Nos aviões executivos, dá para pensar em alguma coisa no futuro. Hoje nós já temos uma grande parte dos aviões sendo montados na Flórida. Podemos avançar um pouco nisso, mas volta o argumento de que quase metade desses aviões que a gente faz no Brasil tem conteúdo americano.
Alguns empresários apontam que o distanciamento entre o governo Lula e o governo Donald Trump, e até o discurso político do governo Lula acabam atrapalhando um pouco, dificultando a abertura de canais de negociação. Concorda com essa avaliação?
Meu foco é econômico. Em todas as reuniões que eu tive até hoje nos EUA, ninguém trouxe problema político para mim.

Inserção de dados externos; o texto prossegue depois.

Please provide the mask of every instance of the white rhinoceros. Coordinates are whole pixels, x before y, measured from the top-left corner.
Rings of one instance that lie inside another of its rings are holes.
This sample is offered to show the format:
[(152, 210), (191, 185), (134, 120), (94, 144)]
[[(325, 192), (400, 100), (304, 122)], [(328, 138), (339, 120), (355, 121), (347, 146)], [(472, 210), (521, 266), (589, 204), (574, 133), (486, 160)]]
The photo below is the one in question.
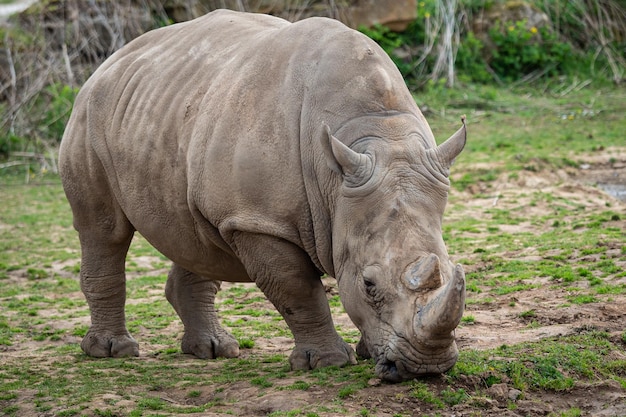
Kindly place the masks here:
[(381, 378), (446, 371), (465, 276), (441, 224), (464, 145), (463, 125), (437, 146), (385, 52), (335, 20), (215, 11), (139, 37), (85, 83), (61, 143), (91, 309), (82, 349), (139, 354), (124, 315), (138, 231), (173, 261), (183, 352), (238, 355), (215, 294), (253, 281), (294, 335), (293, 369), (355, 363), (328, 274)]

Como o senhor vê a negociação que está sendo levada também pelo governador de São Paulo, Tarcísio de Freitas?
A sede da Embraer é em São Paulo. Mas quem comanda esse processo é o governo federal. O governador deixou isso muito claro. Claro que a iniciativa é bem-vinda, mas quem comanda isso é o governo federal.
Em 2018, a Embraer começou a discutir um acordo bilionário com a Boeing. Existe alguma chance de esse acordo ou alguma parceria com a empresa voltar ao radar?
Eu cheguei na Embraer depois que esse contrato foi assinado. Fiquei muito feliz que, no final, reintegramos a aviação comercial e hoje a empresa vive um dos seus melhores momentos em termos de desempenho operacional e financeiro.
Nós não temos no radar nenhum tipo de acordo com a Boeing. A companhia está aberta a oportunidades que nos ajudem a abrir novos mercados, mas que sejam oportunidades também simples e de fácil execução, que não ponham em risco a saúde financeira da companhia.
Nos últimos anos, a gente viu as principais empresas brasileiras de aviação passando por muitas dificuldades. Como o sr. vê o cenário da aviação brasileira, o crescimento da movimentação de passageiros e, por consequência, uma perspectiva de crescimento de demanda dessas empresas?
O Brasil está construindo mais aeroportos. É interesse do governo melhorar a conectividade, ter mais voos entre as cidades para não precisar passar tudo por São Paulo, Rio ou Brasília. E os nossos aviões são perfeitos para isso.
RAIO-X | FRANCISCO GOMES NETO, 67
CEO da Embraer desde maio de 2019. Formado em engenharia elétrica com especialização em administração de empresas e MBA em controladoria e finanças. Antes, esteve à frente do grupo Marcopolo. Foi CEO para as Américas da empresa Mann+Hummel, de equipamentos de filtragem, e presidente da Knorr Bremse Brasil, de sistemas de controle de veículos comerciais.